Certainly, where it’s prescribed, doses of around 1000 mg per day seem to be normal. But we’re talking about people Alzheimer’s and dementia here, which means you don’t want to be touching that sort of dose.
So I started at 300 mg per day, and then after a month, up to it another 300 mg per day, which was easy because I was using Centrophenoxine pills.
Just to warn you, the evidence I’ve seen does suggest that doses over 1000 mg, every day, can after about a week, give you significant headaches, heartburn, and even short-term depression. Obviously, if you already suffer from depression, that could be a big issue.
But because the cognitive benefits develop over time with Centrophenoxine, you’re going to have to take it for quite some time, so I would suggest that you start with 300 mg, and do that for a month, carefully monitoring yourself.
Can Centrophenoxine Cause Brain Damage?
Let’s put this to bed right now, Centrophenoxine cannot cause brain damage. There was some study a while back which seemed to suggest that in the long term it could destroy brain cells, however, that has not been backed up by any other evidence.
In fact, most of the scientific evidence suggests that over time, because it reduces levels of lipofuscin, it actually improves cognitive performance, and does not cause any damage in the brain.
Where this fear may have also come from, is that it raises acetylcholine levels in the brain.

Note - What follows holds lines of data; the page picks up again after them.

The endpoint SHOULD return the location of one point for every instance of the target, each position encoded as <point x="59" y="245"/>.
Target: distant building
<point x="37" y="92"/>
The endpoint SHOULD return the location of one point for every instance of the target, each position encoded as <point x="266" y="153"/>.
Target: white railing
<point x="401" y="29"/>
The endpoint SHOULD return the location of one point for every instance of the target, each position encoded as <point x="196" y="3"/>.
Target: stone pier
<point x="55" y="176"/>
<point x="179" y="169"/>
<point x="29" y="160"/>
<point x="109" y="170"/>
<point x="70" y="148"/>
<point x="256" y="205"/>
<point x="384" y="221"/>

While this is fine for most of us, for people with a cognitive disorder, something like bipolar disorder, epilepsy, or Parkinson’s disease, it can actually make the effects worse.
So What Are The Side Effects?
High doses of Centrophenoxine can produce depression, headaches, and anxiety problems. But most people report that these disappear after a week or a few most. When I’m talking high doses, I’m talking 1500 mg, things like that.

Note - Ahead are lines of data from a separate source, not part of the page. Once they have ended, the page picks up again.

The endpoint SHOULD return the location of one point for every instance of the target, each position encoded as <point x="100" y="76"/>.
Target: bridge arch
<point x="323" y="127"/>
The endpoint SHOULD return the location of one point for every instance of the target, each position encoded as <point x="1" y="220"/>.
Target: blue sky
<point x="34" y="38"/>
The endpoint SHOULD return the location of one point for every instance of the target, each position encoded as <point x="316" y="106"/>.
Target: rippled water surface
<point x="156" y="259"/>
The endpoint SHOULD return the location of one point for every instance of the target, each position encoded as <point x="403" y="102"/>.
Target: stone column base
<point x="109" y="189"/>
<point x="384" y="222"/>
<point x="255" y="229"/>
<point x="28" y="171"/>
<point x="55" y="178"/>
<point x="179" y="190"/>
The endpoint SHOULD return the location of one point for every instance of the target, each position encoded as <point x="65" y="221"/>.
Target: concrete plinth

But at smaller doses, 300 mg or less, cognitive improvements, with minimal side-effects are reported. Obviously, there is no long-term data for the use of Centrophenoxine, but it is a prescription medication in Europe, and Australia, and therefore must have passed longer-term testing, although they would have been specifically around dementia and Alzheimer’s.
One other thing is pregnant women shouldn’t use Centrophenoxine. So if you are suffering from a bit of pregnancy brain fog, stay clear of this stuff. The reason is that DMAE has been linked to birth defects.

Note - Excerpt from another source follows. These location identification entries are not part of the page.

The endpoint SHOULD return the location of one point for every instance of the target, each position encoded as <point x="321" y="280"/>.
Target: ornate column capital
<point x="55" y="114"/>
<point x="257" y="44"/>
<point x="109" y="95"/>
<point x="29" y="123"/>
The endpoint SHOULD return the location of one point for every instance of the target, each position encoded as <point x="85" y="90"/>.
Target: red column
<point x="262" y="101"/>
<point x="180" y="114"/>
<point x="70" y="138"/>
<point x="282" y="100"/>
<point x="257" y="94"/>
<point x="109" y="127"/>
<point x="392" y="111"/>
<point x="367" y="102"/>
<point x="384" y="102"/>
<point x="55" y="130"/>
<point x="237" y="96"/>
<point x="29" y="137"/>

Centrophenoxine Review: Conclusion&Where To Buy
Hopefully, you have now got the lowdown on the benefits of using Centrophenoxine, plus the side-effects to watch out for.
So now it just remains me to tell you where to buy Centrophenoxine. I’ve used this stuff on and off for a couple of years, and it’s had good benefits, but at low doses. I haven’t thought about the fact it’s clearing out my brain for the long term, because I haven’t wanted to commit to that sort of long-term goal.
For me, one company has consistently delivered high-quality nootropics of all types, plus supporting things like choline supplements and nutritional supplements.
On top of that, they offer a wide range of smart drugs and supporting supplements. The prices are good as well, and I’ve never had a problem with anything bought through.
So there you go, the conclusion of my Centrophenoxine review is it’s worth trying. It’s not the most powerful nootropic, especially at lower doses, but it does deliver a mood boost and a memory booster that you will feel. Just watch out for side-effects if you’re going to take high doses during your own Centrophenoxine experience.